Chapter 39 Exercises: Measuring Effectiveness

These exercises build your measurement practice from the ground up. The first section focuses on setup and baseline establishment; the second on analysis and improvement; the third on team and organizational measurement.


Section 1: Setting Up Your Measurement System

Exercise 1: Create Your Effectiveness Journal

Set up your AI effectiveness journal using a spreadsheet with the following columns:

Date Task Type Est. Without AI (min) Actual With AI (min) Time Saved (min) Iteration Rounds First Output (1-5) Quality Rating (1-5) Notes

Instructions: - Create this spreadsheet today - Complete it for at least five AI interactions before moving to Exercise 2 - In the Notes column, record anything notable: what worked particularly well, what failed, a prompt approach you want to try again

Reflection: After five entries, what do you notice? Does any pattern surprise you?


Exercise 2: Define Your Quality Dimensions

Quality looks different depending on your work. This exercise makes your quality standards explicit.

  1. List the three most common types of AI-assisted output you produce (e.g., "client emails," "data analysis reports," "code functions")

  2. For each output type, define 3-5 quality dimensions that matter: - What does "excellent" look like on this dimension? - What does "acceptable" look like? - What does "poor" look like?

  3. Create a simple 1-5 rating rubric for each dimension

Example for "research summary": - Accuracy: 5=all claims verified, 3=mostly verified with appropriate caveats, 1=unverified claims presented as fact - Completeness: 5=covers all relevant angles, 3=covers main points, 1=significant gaps - Clarity: 5=clear to a non-expert, 3=clear to someone in the field, 1=confusing even to an expert

You'll use these rubrics in Exercise 3 and throughout your ongoing measurement practice.


Exercise 3: Establish Your Baseline

Before you can measure improvement, you need a baseline.

Baseline task: Choose a task type you AI-assist regularly.
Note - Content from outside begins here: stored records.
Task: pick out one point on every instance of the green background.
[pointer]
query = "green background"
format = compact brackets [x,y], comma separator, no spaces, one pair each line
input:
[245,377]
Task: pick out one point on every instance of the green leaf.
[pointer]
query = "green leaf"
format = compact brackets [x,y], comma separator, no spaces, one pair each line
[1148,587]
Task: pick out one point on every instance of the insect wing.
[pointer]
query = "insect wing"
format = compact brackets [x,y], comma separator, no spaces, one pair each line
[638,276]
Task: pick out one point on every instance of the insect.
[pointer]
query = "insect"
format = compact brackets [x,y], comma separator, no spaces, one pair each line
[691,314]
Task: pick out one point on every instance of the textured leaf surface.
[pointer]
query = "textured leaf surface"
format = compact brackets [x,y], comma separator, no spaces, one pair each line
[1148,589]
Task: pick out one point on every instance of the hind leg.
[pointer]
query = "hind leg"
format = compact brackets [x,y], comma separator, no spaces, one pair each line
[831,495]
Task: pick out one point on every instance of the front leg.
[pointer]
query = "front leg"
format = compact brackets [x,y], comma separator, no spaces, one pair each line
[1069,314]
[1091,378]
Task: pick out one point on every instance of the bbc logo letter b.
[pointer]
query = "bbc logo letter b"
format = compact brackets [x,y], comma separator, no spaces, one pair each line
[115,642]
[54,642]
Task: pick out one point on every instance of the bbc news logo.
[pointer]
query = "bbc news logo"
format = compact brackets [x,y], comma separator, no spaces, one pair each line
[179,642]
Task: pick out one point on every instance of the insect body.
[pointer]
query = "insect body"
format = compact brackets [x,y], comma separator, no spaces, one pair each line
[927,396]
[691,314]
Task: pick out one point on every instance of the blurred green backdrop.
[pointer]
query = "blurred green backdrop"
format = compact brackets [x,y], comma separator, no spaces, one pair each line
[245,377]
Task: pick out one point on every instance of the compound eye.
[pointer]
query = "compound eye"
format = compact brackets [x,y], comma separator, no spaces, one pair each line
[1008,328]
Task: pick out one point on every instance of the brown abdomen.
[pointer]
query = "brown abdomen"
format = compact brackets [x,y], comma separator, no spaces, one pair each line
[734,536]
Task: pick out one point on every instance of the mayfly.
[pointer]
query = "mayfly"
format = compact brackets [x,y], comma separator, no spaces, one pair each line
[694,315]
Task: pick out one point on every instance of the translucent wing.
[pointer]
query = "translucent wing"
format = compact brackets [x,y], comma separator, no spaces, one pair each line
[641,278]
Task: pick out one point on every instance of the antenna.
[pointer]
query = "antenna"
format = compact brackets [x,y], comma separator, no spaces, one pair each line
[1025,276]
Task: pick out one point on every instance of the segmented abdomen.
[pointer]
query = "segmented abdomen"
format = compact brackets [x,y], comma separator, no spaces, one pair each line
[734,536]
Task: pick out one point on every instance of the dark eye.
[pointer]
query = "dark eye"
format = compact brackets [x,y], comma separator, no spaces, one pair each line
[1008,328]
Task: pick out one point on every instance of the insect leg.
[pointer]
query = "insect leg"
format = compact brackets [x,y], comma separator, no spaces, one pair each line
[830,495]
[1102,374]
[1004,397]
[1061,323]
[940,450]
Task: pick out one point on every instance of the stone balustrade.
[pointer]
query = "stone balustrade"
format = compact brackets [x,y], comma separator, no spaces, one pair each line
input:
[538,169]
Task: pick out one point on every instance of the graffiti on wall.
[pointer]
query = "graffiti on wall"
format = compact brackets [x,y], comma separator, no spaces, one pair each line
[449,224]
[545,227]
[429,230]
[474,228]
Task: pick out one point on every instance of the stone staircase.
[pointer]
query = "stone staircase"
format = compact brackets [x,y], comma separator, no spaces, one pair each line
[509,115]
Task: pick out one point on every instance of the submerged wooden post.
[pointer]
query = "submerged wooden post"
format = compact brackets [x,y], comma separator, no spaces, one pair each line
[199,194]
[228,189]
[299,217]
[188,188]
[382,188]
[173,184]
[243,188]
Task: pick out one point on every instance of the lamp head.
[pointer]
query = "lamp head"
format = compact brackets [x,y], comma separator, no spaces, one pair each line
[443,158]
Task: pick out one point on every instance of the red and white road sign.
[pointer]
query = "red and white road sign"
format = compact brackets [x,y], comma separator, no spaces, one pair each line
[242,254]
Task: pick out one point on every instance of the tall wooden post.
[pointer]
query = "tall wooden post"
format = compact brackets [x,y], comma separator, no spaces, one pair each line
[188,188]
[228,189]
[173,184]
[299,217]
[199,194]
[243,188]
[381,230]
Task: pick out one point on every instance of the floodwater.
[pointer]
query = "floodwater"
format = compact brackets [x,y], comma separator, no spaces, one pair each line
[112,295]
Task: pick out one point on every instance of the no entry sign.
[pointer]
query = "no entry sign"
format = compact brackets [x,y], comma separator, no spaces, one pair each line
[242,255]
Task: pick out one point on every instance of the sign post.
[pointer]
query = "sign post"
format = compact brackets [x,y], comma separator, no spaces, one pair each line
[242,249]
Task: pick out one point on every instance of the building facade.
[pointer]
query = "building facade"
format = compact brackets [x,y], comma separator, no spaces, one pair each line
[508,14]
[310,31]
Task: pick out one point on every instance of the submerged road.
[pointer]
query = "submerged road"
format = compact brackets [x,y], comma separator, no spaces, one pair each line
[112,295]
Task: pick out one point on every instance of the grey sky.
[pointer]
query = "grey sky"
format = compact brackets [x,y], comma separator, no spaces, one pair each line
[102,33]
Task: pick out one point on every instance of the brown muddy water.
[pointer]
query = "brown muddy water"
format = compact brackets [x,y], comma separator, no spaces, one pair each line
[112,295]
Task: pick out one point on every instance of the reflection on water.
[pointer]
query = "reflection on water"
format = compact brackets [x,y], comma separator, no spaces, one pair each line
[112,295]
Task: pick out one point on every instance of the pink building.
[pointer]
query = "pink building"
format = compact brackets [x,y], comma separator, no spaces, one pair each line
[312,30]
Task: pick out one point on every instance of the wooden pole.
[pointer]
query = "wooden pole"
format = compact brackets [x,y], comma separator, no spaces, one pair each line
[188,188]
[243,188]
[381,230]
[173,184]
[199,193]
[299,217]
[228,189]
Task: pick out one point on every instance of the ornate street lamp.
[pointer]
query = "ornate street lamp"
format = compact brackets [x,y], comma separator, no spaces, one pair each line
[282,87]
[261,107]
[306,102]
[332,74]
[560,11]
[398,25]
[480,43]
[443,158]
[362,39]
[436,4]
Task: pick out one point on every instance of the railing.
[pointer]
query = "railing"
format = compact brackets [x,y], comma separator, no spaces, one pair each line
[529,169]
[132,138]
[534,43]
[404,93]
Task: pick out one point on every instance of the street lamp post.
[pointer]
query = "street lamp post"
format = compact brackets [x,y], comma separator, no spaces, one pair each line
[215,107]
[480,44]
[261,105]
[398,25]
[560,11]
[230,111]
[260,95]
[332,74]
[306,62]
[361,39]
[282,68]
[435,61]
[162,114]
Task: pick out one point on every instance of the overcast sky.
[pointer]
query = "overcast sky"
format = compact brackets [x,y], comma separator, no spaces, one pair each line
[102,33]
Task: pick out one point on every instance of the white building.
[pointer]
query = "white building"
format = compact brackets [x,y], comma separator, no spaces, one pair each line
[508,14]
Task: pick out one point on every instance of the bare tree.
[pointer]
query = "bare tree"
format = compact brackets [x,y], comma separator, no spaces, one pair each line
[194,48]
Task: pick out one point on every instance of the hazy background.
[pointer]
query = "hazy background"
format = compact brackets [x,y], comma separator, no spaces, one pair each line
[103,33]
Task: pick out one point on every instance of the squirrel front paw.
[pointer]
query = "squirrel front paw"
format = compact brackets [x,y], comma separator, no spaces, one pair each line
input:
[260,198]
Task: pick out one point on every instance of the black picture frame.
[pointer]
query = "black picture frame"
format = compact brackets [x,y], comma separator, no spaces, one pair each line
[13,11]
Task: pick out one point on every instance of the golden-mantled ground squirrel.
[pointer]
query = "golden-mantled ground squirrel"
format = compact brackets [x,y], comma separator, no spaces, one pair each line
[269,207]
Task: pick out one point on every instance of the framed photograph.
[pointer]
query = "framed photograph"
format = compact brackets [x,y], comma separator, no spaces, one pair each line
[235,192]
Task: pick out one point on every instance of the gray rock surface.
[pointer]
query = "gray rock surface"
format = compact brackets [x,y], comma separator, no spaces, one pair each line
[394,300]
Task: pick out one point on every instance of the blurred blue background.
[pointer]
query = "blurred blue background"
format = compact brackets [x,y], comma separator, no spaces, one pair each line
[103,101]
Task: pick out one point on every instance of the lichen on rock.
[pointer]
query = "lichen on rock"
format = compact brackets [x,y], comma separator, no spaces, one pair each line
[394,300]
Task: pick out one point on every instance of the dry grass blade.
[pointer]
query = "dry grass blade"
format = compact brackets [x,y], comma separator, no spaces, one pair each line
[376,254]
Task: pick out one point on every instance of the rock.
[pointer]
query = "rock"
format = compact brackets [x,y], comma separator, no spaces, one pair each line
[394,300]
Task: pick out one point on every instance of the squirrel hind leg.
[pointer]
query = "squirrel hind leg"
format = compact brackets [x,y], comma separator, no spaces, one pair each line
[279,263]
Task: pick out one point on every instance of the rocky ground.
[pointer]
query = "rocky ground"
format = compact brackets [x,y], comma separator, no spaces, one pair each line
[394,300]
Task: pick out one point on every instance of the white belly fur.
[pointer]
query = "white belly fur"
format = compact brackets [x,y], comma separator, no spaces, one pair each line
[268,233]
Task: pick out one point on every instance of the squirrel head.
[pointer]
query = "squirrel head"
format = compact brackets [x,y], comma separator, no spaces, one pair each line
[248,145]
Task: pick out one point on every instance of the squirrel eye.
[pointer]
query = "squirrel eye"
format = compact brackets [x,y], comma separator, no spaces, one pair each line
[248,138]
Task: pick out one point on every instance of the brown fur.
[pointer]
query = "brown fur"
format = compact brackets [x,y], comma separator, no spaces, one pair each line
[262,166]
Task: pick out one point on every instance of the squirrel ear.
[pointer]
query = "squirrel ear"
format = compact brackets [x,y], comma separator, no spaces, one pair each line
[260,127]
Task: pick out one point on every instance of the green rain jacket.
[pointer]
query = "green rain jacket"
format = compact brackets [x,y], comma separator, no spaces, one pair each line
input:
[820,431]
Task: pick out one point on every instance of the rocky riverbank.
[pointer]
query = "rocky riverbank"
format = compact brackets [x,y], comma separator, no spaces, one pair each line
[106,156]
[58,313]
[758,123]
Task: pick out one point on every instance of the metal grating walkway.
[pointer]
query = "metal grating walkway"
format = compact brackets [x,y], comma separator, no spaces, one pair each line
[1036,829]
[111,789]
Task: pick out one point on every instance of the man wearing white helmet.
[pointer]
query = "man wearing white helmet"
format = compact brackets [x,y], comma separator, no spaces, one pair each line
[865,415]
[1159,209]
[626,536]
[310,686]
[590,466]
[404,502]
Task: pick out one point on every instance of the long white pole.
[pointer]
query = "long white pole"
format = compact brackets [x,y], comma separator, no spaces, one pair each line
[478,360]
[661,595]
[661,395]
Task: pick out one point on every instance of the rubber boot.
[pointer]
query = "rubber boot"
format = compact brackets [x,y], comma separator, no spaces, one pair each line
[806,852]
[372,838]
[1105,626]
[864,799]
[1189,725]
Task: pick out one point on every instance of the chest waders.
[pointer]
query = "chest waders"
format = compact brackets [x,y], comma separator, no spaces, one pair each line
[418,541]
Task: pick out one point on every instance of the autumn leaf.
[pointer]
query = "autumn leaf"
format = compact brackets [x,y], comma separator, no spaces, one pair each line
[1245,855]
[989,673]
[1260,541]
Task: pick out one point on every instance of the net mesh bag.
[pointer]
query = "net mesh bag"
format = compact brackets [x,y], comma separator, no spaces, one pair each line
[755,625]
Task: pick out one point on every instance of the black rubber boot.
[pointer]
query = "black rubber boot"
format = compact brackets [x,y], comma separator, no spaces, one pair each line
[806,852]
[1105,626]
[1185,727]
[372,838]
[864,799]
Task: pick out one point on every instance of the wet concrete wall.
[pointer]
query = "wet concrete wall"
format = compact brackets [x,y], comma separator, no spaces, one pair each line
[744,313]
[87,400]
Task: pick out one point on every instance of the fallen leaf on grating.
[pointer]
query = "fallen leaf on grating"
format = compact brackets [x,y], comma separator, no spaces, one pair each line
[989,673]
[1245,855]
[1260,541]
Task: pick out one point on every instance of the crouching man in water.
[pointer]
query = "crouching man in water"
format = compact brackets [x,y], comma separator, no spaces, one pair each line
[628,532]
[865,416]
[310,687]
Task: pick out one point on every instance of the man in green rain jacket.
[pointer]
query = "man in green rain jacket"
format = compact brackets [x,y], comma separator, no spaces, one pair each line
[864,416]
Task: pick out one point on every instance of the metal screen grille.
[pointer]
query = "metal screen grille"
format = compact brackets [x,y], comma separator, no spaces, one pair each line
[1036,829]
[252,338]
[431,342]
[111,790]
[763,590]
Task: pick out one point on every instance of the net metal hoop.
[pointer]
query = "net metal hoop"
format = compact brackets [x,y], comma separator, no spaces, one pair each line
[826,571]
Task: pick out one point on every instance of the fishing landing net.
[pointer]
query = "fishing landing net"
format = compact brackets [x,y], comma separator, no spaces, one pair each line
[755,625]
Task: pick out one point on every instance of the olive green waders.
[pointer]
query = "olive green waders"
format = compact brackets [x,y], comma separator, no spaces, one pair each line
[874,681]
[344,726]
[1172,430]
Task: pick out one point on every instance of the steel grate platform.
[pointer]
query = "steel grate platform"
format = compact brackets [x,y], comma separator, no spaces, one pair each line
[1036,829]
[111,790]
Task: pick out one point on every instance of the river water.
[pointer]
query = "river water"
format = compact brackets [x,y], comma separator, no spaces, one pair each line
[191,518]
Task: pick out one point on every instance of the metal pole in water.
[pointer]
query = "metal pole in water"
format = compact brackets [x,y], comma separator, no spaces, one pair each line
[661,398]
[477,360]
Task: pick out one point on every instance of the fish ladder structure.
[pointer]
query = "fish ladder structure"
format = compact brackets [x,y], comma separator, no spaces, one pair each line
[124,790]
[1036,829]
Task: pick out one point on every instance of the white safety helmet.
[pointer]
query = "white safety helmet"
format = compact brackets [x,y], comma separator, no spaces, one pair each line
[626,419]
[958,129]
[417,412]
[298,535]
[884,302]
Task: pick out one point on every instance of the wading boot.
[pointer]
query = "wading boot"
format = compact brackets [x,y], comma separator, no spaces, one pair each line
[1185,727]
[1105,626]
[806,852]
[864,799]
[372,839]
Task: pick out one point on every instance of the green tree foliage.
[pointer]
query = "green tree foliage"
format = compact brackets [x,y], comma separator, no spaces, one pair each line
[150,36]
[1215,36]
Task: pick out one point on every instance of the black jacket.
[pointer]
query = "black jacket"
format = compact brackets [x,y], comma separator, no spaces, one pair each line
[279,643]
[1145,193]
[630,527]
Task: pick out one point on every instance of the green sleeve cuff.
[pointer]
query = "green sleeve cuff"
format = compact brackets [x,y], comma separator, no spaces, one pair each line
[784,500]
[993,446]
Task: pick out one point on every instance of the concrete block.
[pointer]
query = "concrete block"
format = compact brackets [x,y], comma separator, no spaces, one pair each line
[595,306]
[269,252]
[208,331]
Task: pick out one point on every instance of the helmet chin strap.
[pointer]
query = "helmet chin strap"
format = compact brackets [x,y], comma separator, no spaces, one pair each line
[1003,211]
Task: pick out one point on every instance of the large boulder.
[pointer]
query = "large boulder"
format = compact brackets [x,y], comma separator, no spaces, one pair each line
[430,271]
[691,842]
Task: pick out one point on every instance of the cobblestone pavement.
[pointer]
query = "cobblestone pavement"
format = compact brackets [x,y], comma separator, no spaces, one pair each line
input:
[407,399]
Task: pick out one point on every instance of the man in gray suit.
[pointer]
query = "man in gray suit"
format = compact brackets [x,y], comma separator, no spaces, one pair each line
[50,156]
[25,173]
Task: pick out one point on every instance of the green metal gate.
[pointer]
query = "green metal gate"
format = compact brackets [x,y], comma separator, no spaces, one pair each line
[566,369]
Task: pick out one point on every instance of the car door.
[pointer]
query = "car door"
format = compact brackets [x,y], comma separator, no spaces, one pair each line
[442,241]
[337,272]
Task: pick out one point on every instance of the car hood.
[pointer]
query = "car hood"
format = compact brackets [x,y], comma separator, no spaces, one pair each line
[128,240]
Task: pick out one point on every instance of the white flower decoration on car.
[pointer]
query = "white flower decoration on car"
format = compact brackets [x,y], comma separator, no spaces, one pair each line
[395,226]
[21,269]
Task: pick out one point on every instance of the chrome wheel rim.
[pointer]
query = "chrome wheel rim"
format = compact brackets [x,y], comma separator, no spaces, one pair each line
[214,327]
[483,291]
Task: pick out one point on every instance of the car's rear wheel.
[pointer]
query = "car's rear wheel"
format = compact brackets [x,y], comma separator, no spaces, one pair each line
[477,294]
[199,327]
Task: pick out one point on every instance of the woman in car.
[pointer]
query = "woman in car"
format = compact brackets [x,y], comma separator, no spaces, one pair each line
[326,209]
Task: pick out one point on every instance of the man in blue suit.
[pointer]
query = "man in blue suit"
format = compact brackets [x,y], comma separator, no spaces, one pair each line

Do three instances of this task:

  1. Complete the task with AI assistance as you normally would
  2. Rate the output quality using your rubric from Exercise 2
  3. Record time taken and iteration rounds in your journal

After three instances, calculate: - Average time taken - Average quality rating - Average iteration rounds - First-output usability rate (how often was the first AI output useful without major revision?)

This is your baseline. You'll return to it in six weeks to measure improvement.


Exercise 4: The Time Estimate Calibration Exercise

This exercise reveals systematic biases in how you estimate AI time savings.

For the next two weeks, before starting any AI-assisted task: 1. Write down your estimate: how long would this take without AI? 2. Complete the task with AI assistance and record the actual time

At the end of two weeks, compare your estimates to reality: - Are you consistently overestimating AI time savings? (You think it saves more than it does) - Are you consistently underestimating? (It saves more than you expect) - Does the bias vary by task type?

Reflection: What does your estimation pattern tell you about which tasks you're most vs. least accurate about?


Exercise 5: Calculate Your Current AI ROI

Using two weeks of effectiveness journal data:

  1. Sum your total time saved over the two weeks
  2. Multiply by your hourly time value (your compensation ÷ 2,000, or your billing rate)
  3. Annualize: multiply by 26 (two-week periods per year)
  4. Calculate annual AI subscription cost
  5. Compute ROI: annual time value ÷ annual cost

Is your ROI positive? By how much? If it's lower than you expected, examine your data: which task categories are generating the lowest time savings?


Section 2: Analysis and Improvement

Exercise 6: Task Category Analysis

After four weeks of tracking, conduct your first task category analysis.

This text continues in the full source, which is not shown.